The full onnx model can be download from here:

  1. https://get.ecmwf.int/repository/test-data/ai-models/fuxi/short.onnx
  2. ONNX External Data: https://get.ecmwf.int/repository/test-data/ai-models/fuxi/short
dsuhoi commented 7 months ago

@ongiaf Do you have any success decoding FuXi (I've been fine-tuning this model for a long time)? I recommend paying attention to this solution

ongiaf commented 7 months ago

Thanks, it's excellent work. And with some dirty work, Fuxi can successfully run on PyTorch with Onnx2Torch. In Onnx2Torch, problems are mainly about LayerNormalization and Clip.

dsuhoi commented 7 months ago

@ongiaf Did you manage to run FuXi with the current weights for the fine-tuning process (I am currently thinking about how to complete the work on the model on a 1-hour grid and thought about freezing some layers except the U-transformer.) ?

juanqiu1 commented 7 months ago

Thanks, it's excellent work. And with some dirty work, Fuxi can successfully run on PyTorch with Onnx2Torch. In Onnx2Torch, problems are mainly about LayerNormalization and Clip.

Thank you for posting your changes about Clip. Could you also suggest how to fix LayerNormalization? Looks like the converted model has issue with torch.layer_norm call.

dsuhoi commented 7 months ago

@juanqiu1 In order for this to work with FuXi, you will need to change the onnx2torch/node_converters/layer_norm.py parameter to [1536]:

@add_converter(operation_type='LayerNormalization', version=17)
def _(node: OnnxNode, graph: OnnxGraph) -> OperationConverterResult:
    node_attributes = node.attributes

    axis = node_attributes.get('axis', AXIS_DEFAULT_VALUE)
    epsilon = node_attributes.get('epsilon', EPSILON_DEFAULT_VALUE)

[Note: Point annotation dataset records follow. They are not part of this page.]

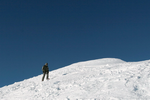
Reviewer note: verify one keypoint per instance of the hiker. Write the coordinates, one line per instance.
(45, 70)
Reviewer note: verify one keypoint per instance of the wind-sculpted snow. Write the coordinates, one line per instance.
(102, 79)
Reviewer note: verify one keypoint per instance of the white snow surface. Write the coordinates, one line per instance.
(101, 79)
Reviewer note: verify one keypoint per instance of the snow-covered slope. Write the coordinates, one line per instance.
(102, 79)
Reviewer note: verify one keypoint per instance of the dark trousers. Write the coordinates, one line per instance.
(44, 75)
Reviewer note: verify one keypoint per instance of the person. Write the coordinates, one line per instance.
(45, 70)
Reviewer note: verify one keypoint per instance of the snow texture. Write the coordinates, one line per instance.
(101, 79)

    if all(value_name in graph.initializers for value_name in node.input_values[1:]):
        input_value_info = graph.value_info[node.input_values[0]]
        input_shape = get_shape_from_value_info(input_value_info)
        torch_module = nn.LayerNorm(
            normalized_shape=(1536), # input_shape[axis:], (this block!)
            eps=epsilon,
            elementwise_affine=True,
        )
juanqiu1 commented 6 months ago

@dsuhoi Thank you for hinting, there are a couple of other easy fixes (typing, etc). Did you manage to run FuXi with the current weights for the fine-tuning process Do you have any progress on that? After conversion, I loaded model into pytorch but even on A100 with FSDP enabled via accelerate. I still get CUDA out-of-memory error.

dsuhoi commented 6 months ago

@juanqiu1 Yes, I managed to start the learning process by highlighting the named_parameters() part within the last dozen UTransformer (this was enough for fine-tunning).

I used Nvidia A100 (40GB).